На информационном ресурсе применяются рекомендательные технологии (информационные технологии предоставления информации на основе сбора, систематизации и анализа сведений, относящихся к предпочтениям пользователей сети "Интернет", находящихся на территории Российской Федерации)

Клуб «Валдай»

83 подписчика

Ценности несвободы и новый общественный договор в эпоху пандемии?

Ценности несвободы, наверное, необходимые на остром этапе борьбы с пандемией, вызывают всё большее отторжение в гражданских обществах разных стран. Общественное мнение начинает подозревать власти в том, что они могут поддаться соблазну закрепить эти ценности несвободы, сохранить дисбаланс между свободой и безопасностью и после завершения эпидемии. Об общественном договоре в новое время пишет Олег Барабанов, программный директор клуба «Валдай».

Пандемия COVID-19, появление новых, более опасных штаммов коронавируса, проходящие в разных странах протесты против карантинных мероприятий – всё это делает глобальную ситуацию вокруг новой эпидемии достаточно острой и непредсказуемой. Эти проблемы были в фокусе специальной дискуссии, недавно проведённой Клубом «Валдай» с участием врачей, социологов и политических экспертов.

В ходе дискуссии подробно обсуждался вопрос о том, что баланс между свободой и безопасностью в условиях пандемии оказался резко сдвинут в пользу безопасности в подавляющем большинстве стран мира. Объективно это логично и, наверное, оправдано. В результате в контексте новых ценностей коронавирусной эпохи ключевое место занял оксюморон – «ценности несвободы». На портале Клуба «Валдай» мы уже обращались к этой теме. Также естественно, что эти ценности несвободы начали вызывать растущее раздражение и неприятие со стороны значимых сегментов общества. Они соединялись и с опасением того, что этот новый дисбаланс свободы и безопасности закрепится во властных практиках и после завершения пандемии.

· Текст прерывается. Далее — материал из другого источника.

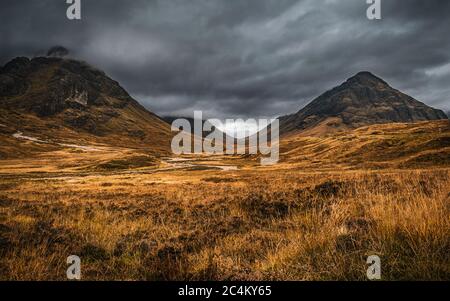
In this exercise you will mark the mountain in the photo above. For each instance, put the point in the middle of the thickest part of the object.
(363, 99)
(69, 99)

Составной частью этих опасений стала дискуссия о «власти врачей» над обществом (точнее сказать, не врачей, а медицинских чиновников). Естественно, никто не ставит под сомнение героизм и самоотверженную работу врачей по борьбе с пандемией. Но недовольство ценностями несвободы, которые сейчас реализуются именно через медицинские предписания, привело ко всё чаще постулируемым опасениям, что «врачи получили слишком много власти» (опять же, повторим, не врачи, а медицинские чиновники). И что эта избыточная «медицинская власть» может сохраниться и в дальнейшем. Тем самым теоретические конструкты Мишеля Фуко о «биовласти», о которых также писал Клуб «Валдай», могут превратиться в реальность «медицинской диктатуры».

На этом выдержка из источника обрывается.